It’s important to listen to what your body is telling you. Have you been unusually hungry, thirsty, fatigued or dehydrated? If symptoms persist—especially those related to energy and metabolism—it could be a good idea to get tested for diabetes. Over 300 million people have the disease worldwide (mostly type 2), and the International Diabetes Federation estimates this will double within the next 20 years. If left untreated diabetes can lead to severe complications, including death. Advances in diabetes have made the disease more manageable, but it’s important to keep an eye out for early warning signs in order to reduce long–term health risks.
Type 1 or 2?
Both types involve an imbalance of sugar (glucose) in the bloodstream, so most of the warning signs will be similar—hunger, thirst, fatigue, dehydration, frequent urination and blurred vision. Type 2 diabetes is more common, and the symptoms are typically milder (indeed, many people won’t know they have the disease until long–term damage has occurred). Type 1, known as juvenile diabetes, develops much more quickly and leads to severe symptoms. Treatments will differ (type 2 may not require insulin shots), but the major warning signs tend to look the same.
- Frequent urination, frequent thirst:
- If there’s too much glucose in your bloodstream, your kidneys will want to drain it all out through urine. The need to urinate frequently—especially at night—could therefore be a sign of diabetes. Increased thirst is a related warning sign: the more you urinate, the thirstier you’ll become, and with your blood–sugar constantly out of flux, you’re especially likely to gravitate toward sugary drinks.
- Diabetics don’t produce enough insulin, which is the hormone that allows your body to use the glucose in your bloodstream. Less insulin means less glucose (the kind you use, anyway), which means less energy. If you feel unusually tired, it could be a sign of a blood–glucose imbalance.

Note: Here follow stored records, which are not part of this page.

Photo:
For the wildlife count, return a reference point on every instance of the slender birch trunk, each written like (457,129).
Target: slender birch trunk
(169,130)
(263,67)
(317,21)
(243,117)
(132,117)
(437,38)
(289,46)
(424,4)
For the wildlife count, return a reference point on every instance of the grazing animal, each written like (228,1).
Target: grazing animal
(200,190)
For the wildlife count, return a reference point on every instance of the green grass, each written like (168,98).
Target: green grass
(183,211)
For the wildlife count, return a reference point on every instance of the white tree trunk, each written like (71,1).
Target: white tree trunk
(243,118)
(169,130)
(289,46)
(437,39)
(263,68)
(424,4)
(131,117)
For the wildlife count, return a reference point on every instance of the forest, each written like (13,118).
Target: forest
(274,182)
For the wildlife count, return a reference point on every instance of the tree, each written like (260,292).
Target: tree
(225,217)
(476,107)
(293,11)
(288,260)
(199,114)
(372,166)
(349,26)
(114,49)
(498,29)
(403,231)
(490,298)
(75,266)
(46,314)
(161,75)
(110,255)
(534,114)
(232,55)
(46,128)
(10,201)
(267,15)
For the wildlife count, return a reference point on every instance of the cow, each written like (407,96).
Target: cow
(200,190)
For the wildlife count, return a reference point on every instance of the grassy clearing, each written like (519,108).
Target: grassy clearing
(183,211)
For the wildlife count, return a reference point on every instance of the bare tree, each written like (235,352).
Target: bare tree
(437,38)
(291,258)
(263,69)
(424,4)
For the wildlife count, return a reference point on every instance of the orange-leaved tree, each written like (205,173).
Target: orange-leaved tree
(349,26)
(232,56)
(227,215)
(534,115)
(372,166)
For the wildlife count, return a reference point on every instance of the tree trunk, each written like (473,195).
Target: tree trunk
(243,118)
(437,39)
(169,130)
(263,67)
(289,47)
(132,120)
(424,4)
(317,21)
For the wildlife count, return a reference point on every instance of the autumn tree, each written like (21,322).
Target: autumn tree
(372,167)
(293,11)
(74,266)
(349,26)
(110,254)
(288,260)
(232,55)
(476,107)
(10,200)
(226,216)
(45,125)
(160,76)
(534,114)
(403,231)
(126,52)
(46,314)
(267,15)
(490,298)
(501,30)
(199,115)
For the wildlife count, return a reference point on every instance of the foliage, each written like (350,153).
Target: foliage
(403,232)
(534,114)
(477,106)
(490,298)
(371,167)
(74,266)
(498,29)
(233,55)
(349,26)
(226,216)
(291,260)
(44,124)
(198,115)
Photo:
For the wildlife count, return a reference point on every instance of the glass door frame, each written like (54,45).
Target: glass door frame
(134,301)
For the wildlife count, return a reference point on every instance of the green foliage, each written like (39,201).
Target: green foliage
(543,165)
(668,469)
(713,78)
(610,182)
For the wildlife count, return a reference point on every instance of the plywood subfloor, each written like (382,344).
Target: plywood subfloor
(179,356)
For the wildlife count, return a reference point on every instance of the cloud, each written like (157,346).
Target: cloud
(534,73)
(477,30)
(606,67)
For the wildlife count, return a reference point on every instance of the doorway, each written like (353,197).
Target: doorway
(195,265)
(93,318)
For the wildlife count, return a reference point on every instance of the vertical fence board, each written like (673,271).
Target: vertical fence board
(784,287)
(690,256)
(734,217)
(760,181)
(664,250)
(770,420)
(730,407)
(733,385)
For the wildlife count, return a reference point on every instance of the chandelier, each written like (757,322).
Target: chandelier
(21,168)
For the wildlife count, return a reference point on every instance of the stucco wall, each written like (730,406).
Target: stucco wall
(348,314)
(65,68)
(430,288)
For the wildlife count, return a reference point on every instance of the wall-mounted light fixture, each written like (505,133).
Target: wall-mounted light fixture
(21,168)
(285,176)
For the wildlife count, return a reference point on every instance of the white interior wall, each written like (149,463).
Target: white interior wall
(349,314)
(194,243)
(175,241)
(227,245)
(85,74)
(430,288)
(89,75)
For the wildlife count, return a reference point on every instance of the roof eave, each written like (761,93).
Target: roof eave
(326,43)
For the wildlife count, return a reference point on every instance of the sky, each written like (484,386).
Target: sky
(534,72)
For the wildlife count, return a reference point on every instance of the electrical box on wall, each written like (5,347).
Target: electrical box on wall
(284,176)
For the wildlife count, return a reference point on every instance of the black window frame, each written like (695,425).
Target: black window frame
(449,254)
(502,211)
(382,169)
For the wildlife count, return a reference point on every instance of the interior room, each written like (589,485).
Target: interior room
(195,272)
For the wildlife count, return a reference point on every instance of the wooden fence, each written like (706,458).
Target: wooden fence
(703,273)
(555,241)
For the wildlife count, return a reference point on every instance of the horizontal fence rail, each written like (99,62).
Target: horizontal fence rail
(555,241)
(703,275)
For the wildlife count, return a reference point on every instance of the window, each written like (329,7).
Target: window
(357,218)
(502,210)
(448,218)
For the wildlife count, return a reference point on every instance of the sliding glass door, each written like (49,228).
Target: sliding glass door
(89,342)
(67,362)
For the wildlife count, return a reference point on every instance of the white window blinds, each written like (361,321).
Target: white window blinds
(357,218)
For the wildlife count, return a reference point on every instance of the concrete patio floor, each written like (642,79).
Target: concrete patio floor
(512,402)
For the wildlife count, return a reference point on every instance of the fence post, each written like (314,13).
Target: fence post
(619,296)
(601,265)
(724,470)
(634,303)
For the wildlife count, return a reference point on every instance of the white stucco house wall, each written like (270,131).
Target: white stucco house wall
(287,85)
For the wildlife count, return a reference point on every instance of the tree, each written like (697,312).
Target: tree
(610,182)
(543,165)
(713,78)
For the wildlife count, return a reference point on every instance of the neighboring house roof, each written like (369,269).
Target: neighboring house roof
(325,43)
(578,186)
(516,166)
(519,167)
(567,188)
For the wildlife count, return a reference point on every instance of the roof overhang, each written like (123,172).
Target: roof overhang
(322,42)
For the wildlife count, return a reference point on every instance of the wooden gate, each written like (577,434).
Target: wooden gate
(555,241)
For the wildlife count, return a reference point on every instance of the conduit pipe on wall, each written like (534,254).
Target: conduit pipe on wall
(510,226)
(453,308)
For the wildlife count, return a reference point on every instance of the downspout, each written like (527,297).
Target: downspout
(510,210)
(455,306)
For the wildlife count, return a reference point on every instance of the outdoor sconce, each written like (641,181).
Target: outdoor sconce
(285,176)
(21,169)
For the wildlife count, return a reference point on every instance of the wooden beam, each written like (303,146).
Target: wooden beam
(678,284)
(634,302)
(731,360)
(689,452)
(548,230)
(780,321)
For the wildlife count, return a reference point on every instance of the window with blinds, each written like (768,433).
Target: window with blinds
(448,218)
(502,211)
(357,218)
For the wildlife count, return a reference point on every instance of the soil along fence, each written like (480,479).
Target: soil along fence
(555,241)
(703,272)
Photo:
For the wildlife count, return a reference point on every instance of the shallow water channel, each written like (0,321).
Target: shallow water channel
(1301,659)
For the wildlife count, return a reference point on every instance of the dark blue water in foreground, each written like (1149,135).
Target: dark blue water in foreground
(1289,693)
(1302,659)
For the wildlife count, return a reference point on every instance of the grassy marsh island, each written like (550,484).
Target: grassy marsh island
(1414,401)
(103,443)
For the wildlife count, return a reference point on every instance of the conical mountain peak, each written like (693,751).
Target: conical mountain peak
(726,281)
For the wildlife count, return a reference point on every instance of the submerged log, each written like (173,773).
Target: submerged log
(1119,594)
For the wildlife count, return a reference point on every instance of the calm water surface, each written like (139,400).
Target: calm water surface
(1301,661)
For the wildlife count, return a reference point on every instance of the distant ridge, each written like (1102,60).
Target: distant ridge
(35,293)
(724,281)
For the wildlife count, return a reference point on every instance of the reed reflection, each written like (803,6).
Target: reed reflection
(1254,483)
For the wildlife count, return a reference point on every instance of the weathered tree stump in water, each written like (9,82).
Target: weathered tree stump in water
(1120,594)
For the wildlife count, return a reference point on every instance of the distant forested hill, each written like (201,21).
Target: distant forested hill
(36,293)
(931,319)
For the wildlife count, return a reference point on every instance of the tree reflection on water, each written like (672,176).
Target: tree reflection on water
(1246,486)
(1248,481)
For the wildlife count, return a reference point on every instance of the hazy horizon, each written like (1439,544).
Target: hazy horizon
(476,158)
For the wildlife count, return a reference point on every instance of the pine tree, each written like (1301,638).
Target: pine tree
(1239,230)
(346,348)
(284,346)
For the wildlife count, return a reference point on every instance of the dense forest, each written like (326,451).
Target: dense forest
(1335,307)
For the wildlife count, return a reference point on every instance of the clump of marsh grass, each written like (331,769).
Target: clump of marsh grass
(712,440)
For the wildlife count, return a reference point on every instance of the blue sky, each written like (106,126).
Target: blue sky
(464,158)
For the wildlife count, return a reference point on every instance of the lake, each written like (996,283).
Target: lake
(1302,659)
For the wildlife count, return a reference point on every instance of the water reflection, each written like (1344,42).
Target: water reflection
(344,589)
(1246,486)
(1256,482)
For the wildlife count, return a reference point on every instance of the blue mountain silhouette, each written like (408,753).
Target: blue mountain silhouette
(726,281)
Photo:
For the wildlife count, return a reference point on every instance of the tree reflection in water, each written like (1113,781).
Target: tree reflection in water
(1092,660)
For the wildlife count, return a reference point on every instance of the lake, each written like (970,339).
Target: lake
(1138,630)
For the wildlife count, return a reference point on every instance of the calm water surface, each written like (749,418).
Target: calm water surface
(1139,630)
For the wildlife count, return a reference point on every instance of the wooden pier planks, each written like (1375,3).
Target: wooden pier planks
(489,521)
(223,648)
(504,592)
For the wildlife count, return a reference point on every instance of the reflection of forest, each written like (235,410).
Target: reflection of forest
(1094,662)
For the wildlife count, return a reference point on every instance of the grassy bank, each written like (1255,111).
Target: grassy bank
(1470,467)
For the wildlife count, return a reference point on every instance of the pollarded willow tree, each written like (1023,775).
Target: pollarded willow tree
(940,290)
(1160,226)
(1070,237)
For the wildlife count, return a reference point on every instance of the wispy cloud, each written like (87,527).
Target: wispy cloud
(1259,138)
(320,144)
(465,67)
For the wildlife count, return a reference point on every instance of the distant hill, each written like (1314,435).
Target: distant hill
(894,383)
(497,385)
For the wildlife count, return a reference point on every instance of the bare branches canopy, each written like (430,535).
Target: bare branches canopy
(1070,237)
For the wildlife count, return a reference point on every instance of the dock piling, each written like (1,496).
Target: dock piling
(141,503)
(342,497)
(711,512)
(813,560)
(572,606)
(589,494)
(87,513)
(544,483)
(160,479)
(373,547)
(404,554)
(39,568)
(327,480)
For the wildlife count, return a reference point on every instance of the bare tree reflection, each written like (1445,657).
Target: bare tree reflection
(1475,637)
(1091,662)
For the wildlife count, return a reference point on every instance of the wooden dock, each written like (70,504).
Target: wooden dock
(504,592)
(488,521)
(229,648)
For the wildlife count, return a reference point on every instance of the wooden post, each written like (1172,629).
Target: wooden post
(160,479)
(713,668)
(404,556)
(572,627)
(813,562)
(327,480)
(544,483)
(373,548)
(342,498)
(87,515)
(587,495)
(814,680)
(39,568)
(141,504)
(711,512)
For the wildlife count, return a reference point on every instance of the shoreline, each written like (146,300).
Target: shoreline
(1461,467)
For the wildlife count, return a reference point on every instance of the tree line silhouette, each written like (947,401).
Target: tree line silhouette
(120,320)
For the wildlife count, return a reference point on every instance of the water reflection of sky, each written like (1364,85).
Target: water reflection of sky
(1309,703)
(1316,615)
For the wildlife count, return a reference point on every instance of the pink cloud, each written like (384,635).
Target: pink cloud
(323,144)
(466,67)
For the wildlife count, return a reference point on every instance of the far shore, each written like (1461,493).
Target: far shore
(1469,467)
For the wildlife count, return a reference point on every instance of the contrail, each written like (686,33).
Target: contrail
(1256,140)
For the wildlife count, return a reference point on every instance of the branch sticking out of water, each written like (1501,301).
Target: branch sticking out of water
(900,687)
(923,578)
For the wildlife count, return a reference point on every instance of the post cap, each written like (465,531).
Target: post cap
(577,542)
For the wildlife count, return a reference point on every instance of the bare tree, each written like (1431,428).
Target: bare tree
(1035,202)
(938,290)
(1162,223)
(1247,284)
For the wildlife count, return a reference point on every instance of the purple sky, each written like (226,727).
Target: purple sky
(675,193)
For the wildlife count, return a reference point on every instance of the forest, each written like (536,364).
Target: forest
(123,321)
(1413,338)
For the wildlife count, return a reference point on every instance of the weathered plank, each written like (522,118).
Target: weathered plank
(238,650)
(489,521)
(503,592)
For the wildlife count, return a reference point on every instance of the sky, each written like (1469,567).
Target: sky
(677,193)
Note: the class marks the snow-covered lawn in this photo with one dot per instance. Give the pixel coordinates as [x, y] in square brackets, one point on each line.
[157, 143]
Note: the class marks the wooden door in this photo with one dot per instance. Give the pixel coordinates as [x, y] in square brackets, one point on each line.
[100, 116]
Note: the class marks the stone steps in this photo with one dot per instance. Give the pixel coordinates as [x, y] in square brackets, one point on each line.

- Increased hunger is related to increased fatigue—the less glucose your body gets to use, the less energy you actually absorb from your food. The result? You’ll want to eat more and more to make up for the lost glucose.
- Vision trouble:
- Blood–sugar impacts fluid consistency and agility around the lenses of the eyes. When glucose levels fluctuate unexpectedly, the lenses could swell and lead to blurry vision as you try to focus.
- Weight Loss
- It’s a paradox: you eat more, but you weigh less. Unexpected or abrupt weight loss can be a sign that your body isn’t getting enough glucose, despite how much you’re eating.
- Infections, numbness, foot pain and wounds
- Diabetes is an autoimmune disorder, which means that your immune system will be weaker in fighting infections and healing wounds. A weak immune system is also related to nerve damage and less effective blood–flow. Persistent infections, such as yeast infections, could therefore be an early warning sign of diabetes. Likewise, wounds might take unusually long to heal. Numbness, especially in the feet and other extremities, might indicate nerve damage.
If you recognize any of these symptoms, it might be a good idea to ask your primary care physician for a diabetes test. The most common method is a blood–glucose test (fasting or non–fasting). Other tests include the also oral glucose tolerance test and the hemoglobin a1c test.